No sabría decir si con aquellas palabras trataba de formular una promesa de combatir los maleficios sobrenaturales. En todo caso, no era éste el género de ayuda que yo necesitaba. Por otra parte, casi había vivido noche y día sobre el puente a fin de aprovechar la primera ocasión que se me presentase de llevar mi barco un poco más al sur. Me daba perfecta cuenta de que el segundo se hallaba todavía extremadamente débil y que aún no se había liberado por completo de aquella idea fija que se me antojaba un síntoma de su enfermedad. De todas maneras, la confianza de un convaleciente no era para desalentar a nadie.

– Será usted muy bien recibido en él, Mr. Burns, estoy seguro -le dije-. Si continúa usted a este paso, muy pronto será el hombre más fuerte del barco.

La perspectiva le alegró, pero su extrema delgadez hizo de su sonrisa una horrible exhibición de dientes largos bajo unos mostachos rojizos.

– ¿Van mejor los hombres, capitán? -me preguntó lacónicamente, con visible expresión de inquietud.
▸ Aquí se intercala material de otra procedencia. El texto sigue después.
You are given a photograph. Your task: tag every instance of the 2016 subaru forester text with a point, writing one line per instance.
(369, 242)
Contesté apenas con un vago ademán, y me alejé de la puerta. La verdad era que la fiebre se burlaba de nosotros tan caprichosamente como el viento. Iba y venía de un hombre a otro, con más o menos fuerza, pero dejando siempre huellas de su paso, debilitando a unos, abatiendo por un tiempo a. otros, abandonando a éste para volver a aquél, de tal modo que todos presentaban un aspecto enfermizo y una expresión inquieta y perturbada en los ojos. Entretanto, Ransome y yo, los únicos completamente indemnes, distribuíamos con asiduidad la quinina entre ellos. Era una doble lucha. Los vientos contrarios nos atacaban por el frente y la enfermedad nos perseguía por detrás. Debo decir que la tripulación era excelente. De buen grado realizaban el incesante trabajo de bracear las vergas, pero sus miembros habían perdido toda elasticidad, y al mirarlos desde el puente no podía apartar de mi espíritu la horrible impresión de que se movían en medio de una atmósfera envenenada.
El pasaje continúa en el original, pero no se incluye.